The “block device” signature offered by Mirage looks like this (we had to provide a mock implementation of it):
type t
(** The type representing the internal state of the block device *)
val read: t -> int64 -> Cstruct.t list -> (unit, error) result Lwt.t
(** [read device sector_start buffers] reads data starting at
[sector_start] from the block device into [buffers]. [...] *)
val write: t -> int64 -> Cstruct.t list ->
(unit, write_error) result Lwt.t
(** [write device sector_start buffers] writes data from [buffers]
onto the block device starting at [sector_start]. [...] *)
(* ... *)
The key-value interface exposed by Chamelon, which we tested, looks like this:
type t
(** The type representing the internal state of the key-value store. *)
val get: t -> key -> (string, error) result Lwt.t
val set: t -> key -> string -> (unit, write_error) result Lwt.t
(* ... *)
Difficulties: non-determinism, Lwt
My simple mental model of model-based testing is that the test engine will generate a “test plan”, a sequence of API functions to call. It will then execute this test plan on the two systems independently – the reference implementation and the candidate implementation (the system under test). At each point it checks that the results of both implementations agree – or it reports a bug.
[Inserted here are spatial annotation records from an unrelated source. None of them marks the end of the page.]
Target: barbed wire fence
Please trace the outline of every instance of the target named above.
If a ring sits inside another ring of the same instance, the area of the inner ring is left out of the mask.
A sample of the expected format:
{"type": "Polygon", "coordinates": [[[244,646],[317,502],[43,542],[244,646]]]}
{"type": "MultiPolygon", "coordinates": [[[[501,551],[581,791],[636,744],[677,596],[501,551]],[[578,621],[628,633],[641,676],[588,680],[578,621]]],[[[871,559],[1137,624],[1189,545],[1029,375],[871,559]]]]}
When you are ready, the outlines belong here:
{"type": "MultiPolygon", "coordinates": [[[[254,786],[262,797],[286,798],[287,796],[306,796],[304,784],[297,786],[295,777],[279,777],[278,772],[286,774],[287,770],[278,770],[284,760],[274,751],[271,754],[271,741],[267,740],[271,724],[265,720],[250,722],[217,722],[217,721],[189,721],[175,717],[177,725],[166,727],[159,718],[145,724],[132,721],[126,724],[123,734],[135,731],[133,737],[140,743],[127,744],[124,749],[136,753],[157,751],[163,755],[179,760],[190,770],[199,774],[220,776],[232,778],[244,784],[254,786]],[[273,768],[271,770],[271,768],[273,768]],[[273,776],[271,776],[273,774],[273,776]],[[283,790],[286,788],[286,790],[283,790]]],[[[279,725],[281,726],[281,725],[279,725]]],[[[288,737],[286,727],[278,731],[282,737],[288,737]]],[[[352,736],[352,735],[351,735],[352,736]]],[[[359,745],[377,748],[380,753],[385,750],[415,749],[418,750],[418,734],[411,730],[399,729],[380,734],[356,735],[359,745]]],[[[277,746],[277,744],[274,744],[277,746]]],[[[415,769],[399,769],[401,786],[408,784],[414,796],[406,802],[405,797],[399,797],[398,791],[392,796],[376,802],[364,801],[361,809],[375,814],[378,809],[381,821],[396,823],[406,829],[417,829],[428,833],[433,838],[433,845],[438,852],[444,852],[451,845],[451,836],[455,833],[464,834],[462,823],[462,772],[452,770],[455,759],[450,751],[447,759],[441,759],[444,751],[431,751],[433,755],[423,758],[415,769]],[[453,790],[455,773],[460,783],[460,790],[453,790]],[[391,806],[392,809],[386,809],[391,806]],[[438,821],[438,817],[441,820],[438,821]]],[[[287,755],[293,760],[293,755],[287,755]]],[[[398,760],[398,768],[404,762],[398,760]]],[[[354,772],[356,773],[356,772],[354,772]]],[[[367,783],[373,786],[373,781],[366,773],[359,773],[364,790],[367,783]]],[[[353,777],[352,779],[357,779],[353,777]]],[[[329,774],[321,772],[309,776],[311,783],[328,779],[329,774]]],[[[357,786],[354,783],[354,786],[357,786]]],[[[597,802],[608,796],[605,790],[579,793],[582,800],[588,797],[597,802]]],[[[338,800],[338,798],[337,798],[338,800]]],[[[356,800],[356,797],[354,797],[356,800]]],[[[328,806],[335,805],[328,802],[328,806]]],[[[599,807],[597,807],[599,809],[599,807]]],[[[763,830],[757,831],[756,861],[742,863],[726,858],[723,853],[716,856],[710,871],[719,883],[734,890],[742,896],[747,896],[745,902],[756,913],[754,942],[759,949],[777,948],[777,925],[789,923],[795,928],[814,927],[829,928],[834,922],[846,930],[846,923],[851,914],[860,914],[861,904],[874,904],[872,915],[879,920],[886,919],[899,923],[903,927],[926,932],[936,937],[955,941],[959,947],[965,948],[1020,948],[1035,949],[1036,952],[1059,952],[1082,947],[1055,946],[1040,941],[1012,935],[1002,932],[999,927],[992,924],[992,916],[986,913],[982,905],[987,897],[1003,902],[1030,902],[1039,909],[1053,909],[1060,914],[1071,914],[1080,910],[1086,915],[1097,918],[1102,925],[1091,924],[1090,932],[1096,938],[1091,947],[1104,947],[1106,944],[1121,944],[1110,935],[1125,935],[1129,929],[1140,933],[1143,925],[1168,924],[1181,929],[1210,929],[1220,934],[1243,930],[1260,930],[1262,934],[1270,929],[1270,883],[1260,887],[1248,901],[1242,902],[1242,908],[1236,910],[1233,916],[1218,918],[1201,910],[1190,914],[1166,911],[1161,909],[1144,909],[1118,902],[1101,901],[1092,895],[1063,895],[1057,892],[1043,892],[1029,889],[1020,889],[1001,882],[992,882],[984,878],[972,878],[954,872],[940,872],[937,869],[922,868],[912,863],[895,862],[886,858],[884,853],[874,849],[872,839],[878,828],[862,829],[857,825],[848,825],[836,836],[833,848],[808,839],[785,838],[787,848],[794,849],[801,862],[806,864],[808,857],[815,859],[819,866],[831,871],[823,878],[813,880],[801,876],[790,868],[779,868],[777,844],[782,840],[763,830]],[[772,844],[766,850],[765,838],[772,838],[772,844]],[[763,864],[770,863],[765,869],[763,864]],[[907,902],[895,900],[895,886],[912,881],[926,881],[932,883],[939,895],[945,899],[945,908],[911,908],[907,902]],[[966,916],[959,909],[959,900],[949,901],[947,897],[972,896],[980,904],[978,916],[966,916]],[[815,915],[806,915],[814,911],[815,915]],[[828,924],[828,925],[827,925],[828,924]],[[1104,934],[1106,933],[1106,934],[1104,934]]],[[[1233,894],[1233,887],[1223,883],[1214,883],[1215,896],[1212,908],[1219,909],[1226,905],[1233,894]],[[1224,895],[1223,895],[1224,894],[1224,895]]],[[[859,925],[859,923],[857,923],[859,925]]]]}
This simple mental picture does not completely work with Chamelon for two reasons:
-
Chamelon is designed to be robust to crashes of the underlying block device, and we would like to be able to tell that by injecting crashes. But the place where the crash happen cannot be decided ahead of time: each call of Chamelon to the underlying block device is a possible crash point, but we don’t know how many calls a given operation will make, and we cannot guess the number in advance in our test plan.
-
Chamelon and the underlying block devices use Lwt, so their function results are wrapped in a
Lwt.t
. Monolith does not natively support testing Lwt computations, and it is not obvious how to do it: one may think of generating a Lwt computations that runs the two implementations in lockstep on a given test plan, but this sounds a bit tricky. We also ideally would like to change the way Lwt sub-computations are scheduled during testing, to be deterministic – following a fixed seed given as part of the test plan.
Non-determinism
For problem (1) (non-determinism), we eventually understood that we are not checking a symmmetric property that “the two systems agree”, but a simulation property: the reference implementation can simulate the candidate implementation. For each operation in the test plan, the engine should first run the candidate implementation, possibly inject a crash during one of its internal steps, keep track of the result and whether a crash happened, and ask the reference implementation: can you also produce this outcome? In our case, if there was no crash we run the operation on the reference implementation as before, and if there was a crash we simply discard the operation – the candidate implementation should be crash-tolerant, so that it can restart after a crash as if nothing happened.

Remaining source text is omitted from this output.